TECHNICAL FIELD The present invention relates to a hollow fiber membrane, which is suitable as a separation membrane for purifying a fluid, especially water, and which has dramatically improved hydrophilicity.

[Prior art and its problems] Microfiltration membranes and ultrafiltration membranes made of polymer material hollow fiber membranes are used in fields such as separation and purification of water or aqueous solutions, treatment, and medical fields.

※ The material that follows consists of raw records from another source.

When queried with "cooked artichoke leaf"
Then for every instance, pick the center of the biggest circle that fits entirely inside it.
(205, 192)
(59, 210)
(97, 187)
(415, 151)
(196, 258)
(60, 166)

When microfiltration or ultrafiltration of water or an aqueous solution, the membrane must have hydrophilicity. As a method for producing a microfiltration membrane and an ultrafiltration membrane having hydrophilicity, a hydrophilic polymer membrane material is dissolved in a solvent and a swelling agent or a mixed solvent system of them and a non-solvent to form a uniform solution. As the stock solution,
This stock solution is cast in the form of a film, and after partially or completely evaporating the volatile solvent, it is immersed in a coagulation bath and the solvent is extracted and removed to form a porous film. A method is known in which a substance to be eluted is mixed with a molecular film material to form a film, and then the substance to be eluted is eluted from the film to form a porous film. (Hereinafter, referred to as Conventional Method 1) On the other hand, high density polyethylene, polypropylene, poly (4-
The porous membrane made of a thermoplastic resin such as methyl-pentene-1) is not limited to the above-mentioned method, but is also a method in which a hollow raw fiber is spun and then stretched in a specific temperature range and / or a specific medium to be porous. It is possible to obtain a porous hollow fiber membrane having excellent mechanical properties. (Hereinafter, referred to as Conventional Method 2) However, Conventional Method 1 for imparting hydrophilicity requires an extremely complicated treatment step as described above, and as a result, there is a difficulty in cost. Moreover, in the conventional method 2, the porous hollow fiber membrane itself produced is hydrophobic, and when it is used for filtering water or an aqueous solution, it must be hydrophilized with alcohol or the like, and always It is necessary to maintain the wet state, and the maintenance thereof is complicated.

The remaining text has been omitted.